Escolhemos o caminho da luta ao da conciliação (vladimir llyitch uliánov lenin)

sábado, 11 de fevereiro de 2012

A CRACOLANDIA A PM E O MP

O LUMPEMPROLETÁRIO E O SISTEMA

Uma questão de saúde pública 
    Com o agravamento das contradições em nossa sociedade, no que diga respeito a divisão da riqueza produzida, pode-se ver o aumento do Lumpemproletário. Ou seja, proletários que perderam sua capacidade de produção e se entregaram ao derrotismo. Que não conseguem mais se entender enquanto ser social e histórico.  Isso não é um fenômeno natural, e sim um produto do desfavorecimento econômico do sistema capitalista.
     Esse Lumpem, se aglomera especialmente nos grandes centros de produção, e a resposta do Estado para eles, que deveria ser de satisfação de suas necessidades substantivas, é a força policial.  O que vimos na chamada Cracolândia, em São Paulo, no mês de janeiro, é um exemplo tipico do estado policialesco burguês.
     O MP, Juristas e Políticos, se apressaram a criticar ação do Estado.
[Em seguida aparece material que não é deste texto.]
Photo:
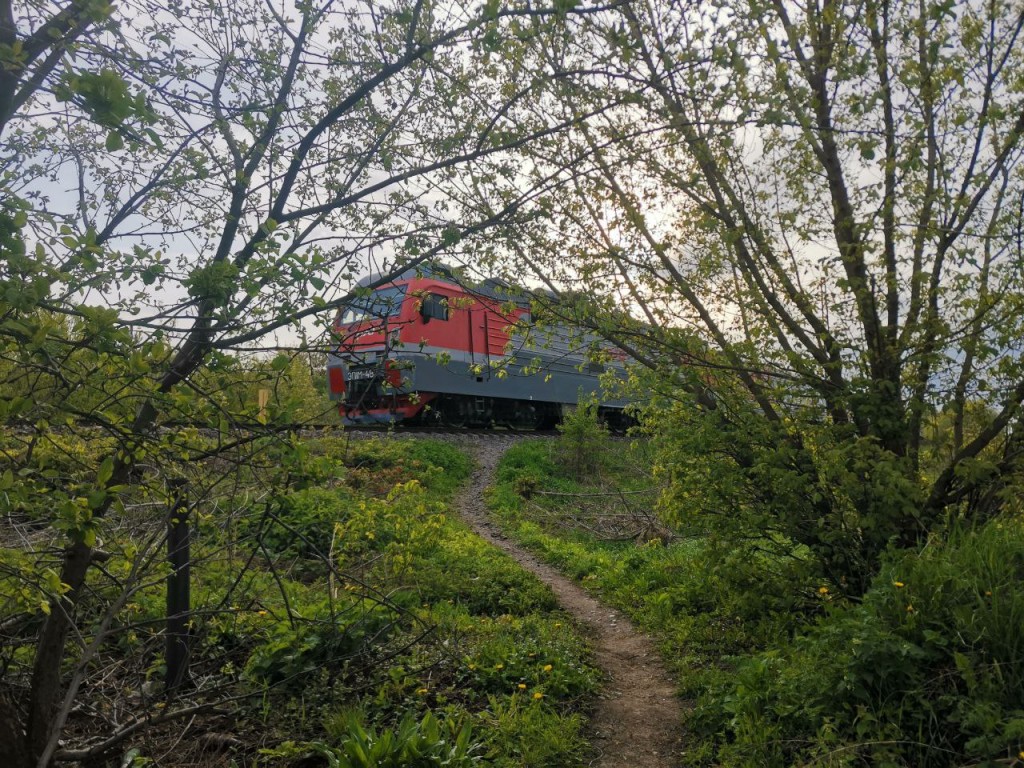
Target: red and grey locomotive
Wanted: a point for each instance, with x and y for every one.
(429, 348)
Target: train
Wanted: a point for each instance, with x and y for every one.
(431, 348)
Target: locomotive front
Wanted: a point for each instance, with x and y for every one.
(426, 348)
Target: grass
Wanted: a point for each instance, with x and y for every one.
(342, 609)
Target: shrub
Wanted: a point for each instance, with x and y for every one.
(430, 742)
(584, 440)
(928, 670)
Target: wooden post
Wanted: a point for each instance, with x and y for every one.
(178, 592)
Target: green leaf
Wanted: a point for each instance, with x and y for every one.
(105, 471)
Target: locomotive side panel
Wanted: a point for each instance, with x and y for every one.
(448, 350)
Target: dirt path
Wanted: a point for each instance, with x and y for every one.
(637, 721)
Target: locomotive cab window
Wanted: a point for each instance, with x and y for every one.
(434, 306)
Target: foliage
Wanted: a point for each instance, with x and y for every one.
(312, 594)
(583, 439)
(924, 672)
(812, 221)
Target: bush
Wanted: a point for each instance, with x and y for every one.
(430, 742)
(584, 440)
(928, 670)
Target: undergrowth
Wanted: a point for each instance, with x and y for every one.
(926, 670)
(342, 615)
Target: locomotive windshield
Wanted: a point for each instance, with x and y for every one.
(385, 302)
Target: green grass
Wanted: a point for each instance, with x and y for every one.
(343, 608)
(925, 670)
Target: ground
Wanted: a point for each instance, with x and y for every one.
(637, 721)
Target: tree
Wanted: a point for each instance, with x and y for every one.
(217, 173)
(821, 205)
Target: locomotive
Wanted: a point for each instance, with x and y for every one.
(430, 348)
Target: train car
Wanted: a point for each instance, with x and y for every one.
(428, 348)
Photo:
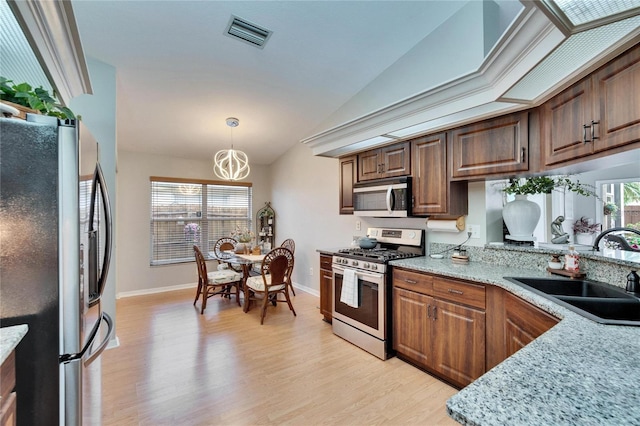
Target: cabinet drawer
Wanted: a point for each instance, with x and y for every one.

Até a Presidente Dilma chamou de "barbárie", a ação do adversário político. Denuncias foram levadas a OEA e a ONU. Mas e dai? Vai ficar por isso mesmo. Depois de exaurida a capacidade de produção desse Lumpem, agora ele gera um novo lucro. Ainda que politico.
     Pesquisas apontaram que mais de oitenta por cento da população aprovaram a ação policial. Ora, em se tratando de Pesquisa e História, precisamos analisar sob a ótica crítica de quem pagou para que fosse realizada ou escrita, e com que intenção. A mesma ótica vale para a imprensa. Quem pagou pela reportagem e com que interesse? A quem beneficia? Desenvolver uma visão critica da microfísica do poder, é na verdade uma desalienação.
Violência humana do Estado Burguês
     A ação na Cracolândia (são paulo), ou no morro do Alemão (rio), não altera a conjuntura. O tráfego, inserido no sistema e com tentáculos dentro do Governo Burguês, não é abalado com ação dessa natureza. É preciso levar em conta que o proletário é apenas uma vítima, e não agente provedor. Vale a pena rever o pensamento de Loic Wacquant: [...]  Desenvolver  o  Estado penal  para  responder  às  desordens suscitadas pela desregulamentação da economia, pela dessocialização do  trabalho  assalariado  e  pela  pauperização  relativa e absoluta  de amplos contingentes do proletariado urbano, aumentando os meios, a amplitude e a  intensidade  da  intervenção do aparelho policial  e judiciário, equivale a (r)estabelecer uma verdadeira ditadura sobre os pobres [...]Wacquant 2001
     Segundo os suportes de comunicação, a sociedade aprecia o estado policialesco. Discutindo esse fato com um amigo ele concluiu que a imprensa representa o pensamento da sociedade. Ele apenas esqueceu de um detalhe: A sociedade não pensa. Ela é apenas o fruto de um pensamento em construção.